Sunday, March 11, 2012

Japan FTW! Tokko!

Much Japanese anime and manga that dwells in the fictional world requires a certain "suspension of disbelief" to enjoy.  I mean, it's easy to get into something like Star Wars, where the lines between good and evil are easily drawn, and it becomes second nature to learn to quickly dislike the "bad guys" of the piece.  Though more complex, it's also easy to enjoy Star Trek, because of the overarching themes of freedom, exploration, learning, and the betterment of mankind.  Japanese animated features and series, however, often blur those lines, drawing from a more "Hollywood from the 1970's" sort of melange, eschewing the traditional good vs evil sort of mentality for something more intertwined.  That's not to say there aren't defined "good" and defined "evil" sort of characters, but this medium explores a more layered approach, showing that while the "good guys" are indeed good, they often have their own demons to fight, along with those they may have to slay in the physical realm.

So why is it, then, that we in America tend to want to drag story and plot lines out as far as we can for the sake of character development, when in Japan, anime series can be as short as a half-season (12 or 13 episodes, sometimes less) to tell complex, convoluted, and intertwining tales like Tokko?  I'm not sure I'll ever understand that, especially when most anime adaptations of manga are usually re-interpretations of the manga, rather than an accurate retelling of events.  It's odd that many of these manga series would be so shortened in order to make them into anime series, when lengthening the series by a few episodes would usually be enough to make the anime more faithful to the manga.  Chobits is one example of an anime that is mostly faithful to the source manga, despite a few liberties here and there.  But other than excluding some plot elements, the essentials of the story remain the same, and the story is finished out without too many changes being made in translation.

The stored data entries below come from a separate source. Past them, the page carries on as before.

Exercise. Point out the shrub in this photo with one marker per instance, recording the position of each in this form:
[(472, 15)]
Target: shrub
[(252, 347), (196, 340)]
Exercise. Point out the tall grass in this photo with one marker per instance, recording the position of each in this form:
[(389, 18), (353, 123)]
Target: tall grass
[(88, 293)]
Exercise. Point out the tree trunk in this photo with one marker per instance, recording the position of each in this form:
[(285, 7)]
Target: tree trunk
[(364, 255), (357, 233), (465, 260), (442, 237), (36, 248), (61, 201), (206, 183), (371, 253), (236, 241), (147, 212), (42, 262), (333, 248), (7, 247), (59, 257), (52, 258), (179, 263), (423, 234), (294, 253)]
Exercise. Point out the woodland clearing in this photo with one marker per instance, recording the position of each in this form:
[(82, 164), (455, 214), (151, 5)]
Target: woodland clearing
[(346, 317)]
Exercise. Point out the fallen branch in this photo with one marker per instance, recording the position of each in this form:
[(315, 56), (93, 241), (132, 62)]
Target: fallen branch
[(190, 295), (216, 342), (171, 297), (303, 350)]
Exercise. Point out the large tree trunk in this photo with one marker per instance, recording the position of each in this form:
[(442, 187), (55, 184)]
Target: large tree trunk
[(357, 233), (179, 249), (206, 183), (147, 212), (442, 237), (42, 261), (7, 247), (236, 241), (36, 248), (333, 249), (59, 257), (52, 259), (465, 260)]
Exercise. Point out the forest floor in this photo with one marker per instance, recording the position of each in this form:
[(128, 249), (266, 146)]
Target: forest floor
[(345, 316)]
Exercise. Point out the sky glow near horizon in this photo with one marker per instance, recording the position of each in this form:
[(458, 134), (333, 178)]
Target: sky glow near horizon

In any event, Tokko is the story of a young cop, Inspector Ronmaru Shindo.  Shindo and his younger sister Saya just go from the police academy/training to actually getting assigned duties.  We find out very quickly that the Shindo siblings suffered a great tragedy when their entire apartment complex in Machida was massacred by an unknown murderous fiend, or possibly several of them.  As the plot unfolds, we learn that these murderers are actually monsters known as "phantoms", and that guns can't kill them.  They can only be killed by members of an elite special police force known as Tokko.  Tokko is the "2nd division" of the "Special Mobile Investigation Section", and Ronmaru is assigned as an Investigator in the 1st division.  It is later revealed that the phantoms came to earth from across the dimensions due to the actions of ages-old alchemists who summoned devils for the purpose of gaining power, only to have the "Box of Dirge" they used to summon them shattered into 108 pieces, each of which became a part of one of the 108 greater phantoms (who can summon lesser phantoms for the purpose of killing and eating humans).  Confused yet?

I'm just a lowly phantom, spare me!

So this story line isn't quite as confusing as my short description has made it out to be, but it definitely takes some time to wrap your head around it as you're watching.  In many ways, the plot of the phantoms serves to provide the horror and gore elements for the series.  As you can imagine, with members of Tokko slashing away at phantoms with their swords, phantom bodies are sliced in half and blood sprays everywhere, ala OneChanbara or other live-action Japanese gore films.  In addition to the main storyline, there are several character-based subplots that bring you to the knowledge that all Tokko members are survivors of the Machida massacre, and have phantoms contained within themselves.  These people have had their phantoms "activated" but have been able to maintain control of their humanity and harness the power of the phantoms in order to be able to kill them.  With the death of each greater phantom brings a piece of the Box of Dirge, and Tokko works to try and dispatch all the phantoms and re-assemble this box so the gateway to the other dimension can be closed and things be put back to normal.

Again, I'm probably not doing a very good job of explaining the story, and it's better when you see it yourself anyway.  It's an interesting story, if somewhat disjointed, and it helps propel the somewhat rushed character development.  With all the subplots going on alongside the main theme, as well as the bits of fanservice here and there, you'd think this thing would be a mess and fall apart, but somehow it all works in a weird sort of way.  That is, right up until the very end.  Not to spoil the fun, but just know that the end of the anime leaves a lot of questions unanswered.  Keep in mind as well, here in the US this is rated as TV-MA and they mean it.  The police officers are all pretty "colorful" with their dialogue, and there's plenty enough gore and violence to warrant an R rating if it had been in the theater.  Add some of the adult themes, and you have an animated short series that is definitely not for children.  But then if you're familiar with popular anime films and series at all, you probably already know that previewing anime prior to sharing it with your children.  That said, it's an enjoyable enough sci-fi yarn that will be a good weekend diversion, if a bit of a letdown at the end.  If you're into anime and you have a Netflix Instant subscription, you can do worse than Tokko.